Bank of America (NYSE:BAC) recently reached a settlement with the Department of Justice, the SEC and some states for a cool $16.65 billion -- which settle allegations that the bank had misled investors by misrepresenting the quality of their mortgage-backed securities.
The cash payment is $9.65 billion, with another $7 billion in the form of help to consumers for modify mortgages which are now currently underwater. That puts Bank of America's total settlement to nearly $75 billion, which is much higher than the other large settlements of $27 billion from JP Morgan Chase, $12 billion from Citigroup and $10 billion from Wells Fargo.

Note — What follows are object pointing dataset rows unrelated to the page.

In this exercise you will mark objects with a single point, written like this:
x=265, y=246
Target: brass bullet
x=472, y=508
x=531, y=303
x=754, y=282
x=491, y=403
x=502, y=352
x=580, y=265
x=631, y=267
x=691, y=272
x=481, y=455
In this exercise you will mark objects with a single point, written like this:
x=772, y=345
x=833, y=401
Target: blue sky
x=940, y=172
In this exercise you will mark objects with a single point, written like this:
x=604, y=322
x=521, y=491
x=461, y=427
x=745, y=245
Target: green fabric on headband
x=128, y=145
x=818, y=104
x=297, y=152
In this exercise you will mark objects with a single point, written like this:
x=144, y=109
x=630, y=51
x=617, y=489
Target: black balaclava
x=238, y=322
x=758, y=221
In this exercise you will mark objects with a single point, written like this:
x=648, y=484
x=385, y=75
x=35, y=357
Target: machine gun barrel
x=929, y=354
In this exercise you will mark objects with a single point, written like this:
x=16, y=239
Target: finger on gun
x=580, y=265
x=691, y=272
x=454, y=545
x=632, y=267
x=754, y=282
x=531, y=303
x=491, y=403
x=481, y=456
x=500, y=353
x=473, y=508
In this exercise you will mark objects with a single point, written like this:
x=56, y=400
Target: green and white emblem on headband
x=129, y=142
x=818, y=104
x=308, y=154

Assuming that the worst is behind us, Bank of America can now focus on becoming a more profitable bank. However, there's is likely some overhang from investors given the sizable settlement. Even still, investors have been rewarded nicely over the last three years thanks to Bank of America's steadily rising stock price.
Has justice been done?
The settlement is less punitive than it appears, where a substantial part of it is not in the form of cash. Very little of the cash is likely to find its way to compensate investors who lost money on the mortgage-backed securities. Moreover, none of the cash will go to states like Florida and Nevada which was the hardest hit by the sub-prime crisis and where house prices are still some 30% lower than the peak.

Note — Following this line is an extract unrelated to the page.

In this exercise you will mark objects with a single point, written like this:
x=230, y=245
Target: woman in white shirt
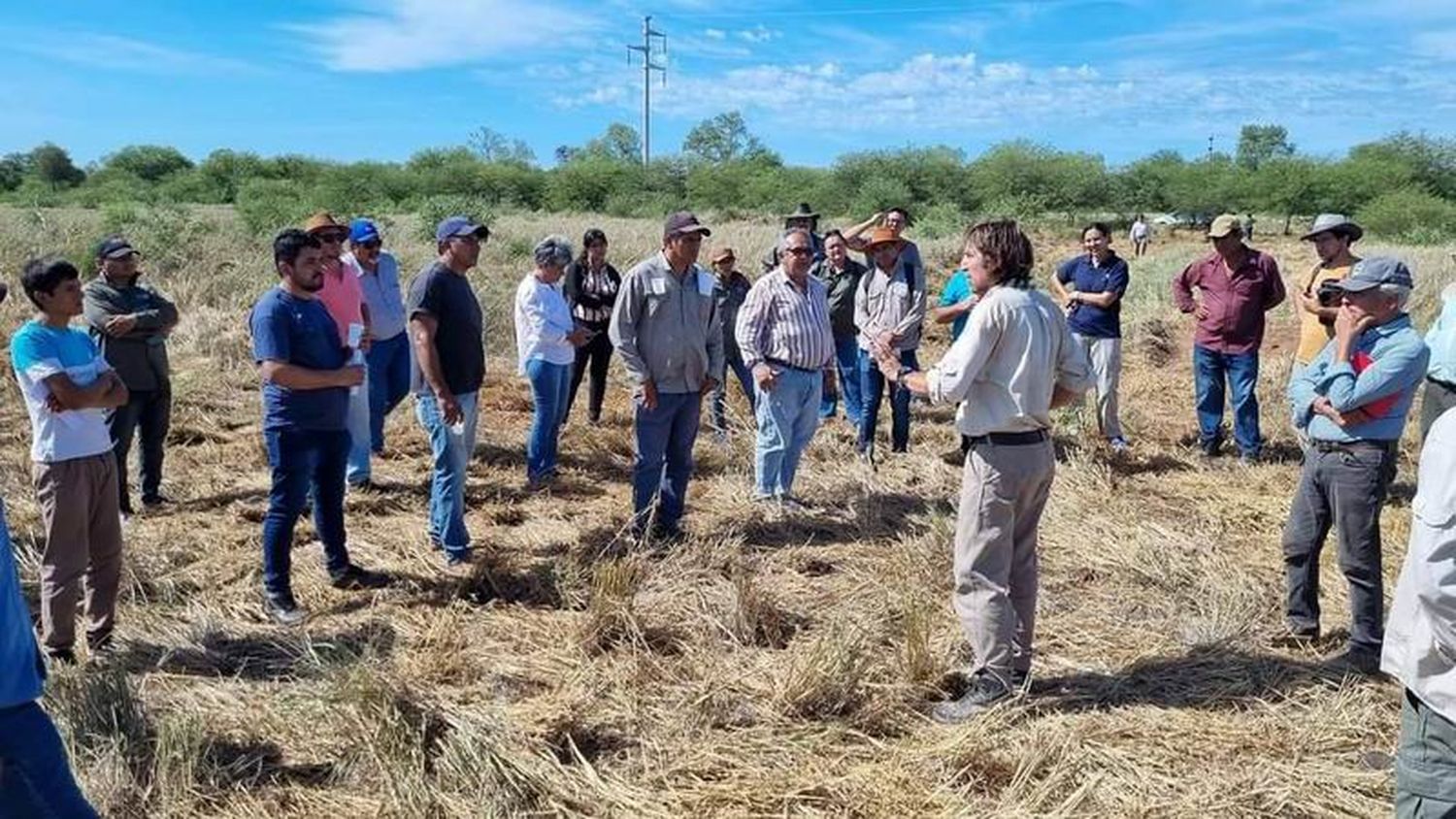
x=546, y=343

Instead, New York will receive $300 million because it has been more aggressive in chasing mortgage damages against the big banks. Some other states such as California and Illinois will also receive cash payments.

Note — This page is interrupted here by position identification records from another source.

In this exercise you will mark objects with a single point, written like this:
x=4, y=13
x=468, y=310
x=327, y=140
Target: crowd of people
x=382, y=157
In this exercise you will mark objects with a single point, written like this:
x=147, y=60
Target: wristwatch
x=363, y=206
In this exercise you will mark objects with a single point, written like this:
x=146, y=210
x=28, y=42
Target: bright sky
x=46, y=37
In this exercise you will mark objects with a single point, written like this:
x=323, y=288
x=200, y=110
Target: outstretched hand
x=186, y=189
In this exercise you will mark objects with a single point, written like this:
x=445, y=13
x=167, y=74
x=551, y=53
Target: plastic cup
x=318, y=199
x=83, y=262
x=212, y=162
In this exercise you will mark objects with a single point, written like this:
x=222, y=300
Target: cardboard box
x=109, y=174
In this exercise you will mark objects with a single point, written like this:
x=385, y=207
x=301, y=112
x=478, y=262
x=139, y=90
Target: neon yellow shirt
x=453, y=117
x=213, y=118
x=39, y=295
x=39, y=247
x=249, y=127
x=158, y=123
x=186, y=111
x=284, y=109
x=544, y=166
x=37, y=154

Warren Buffett: The Bank of America bull
Legendary investor Warren Buffett believes that Bank of America will start to generate major profits after settling legal battles. Battles that have sidetracked resources and distracted the attention of management.
Assuming the major legal issues are resolved, investors can invest on the underlying business fundamentals, which means a more justified valuation for Bank of America. Net income is expected to jump to $17 billion in the next year, which is the best growth since 2006 and compares with the $11.4 billion generated in 2013.
This won't be enough to outshine the largest bank in the U.S., JPMorgan Chase (NYSE:JPM), or the most profitable, Wells Fargo (NYSE:WFC), but should be enough to satisfy value focused investors in the banking space. Buffett inspired some confidence in the bank back in 2011 with a $5 billion investment, makes his firm the largest investor in the company with a paper profit of $6.3 billion to date.
The bank has just taken the first step to rewarding investors by increasing the dividend with the approval of regulators to $0.05 a share. The amount isn't huge but it is a 400% increase. The stock trades at just 80% of book value, but the likes of JPMorgan trades at 110%. Bank of America still looks to be one of the most enticing stocks in the banking sector that are still undervalued.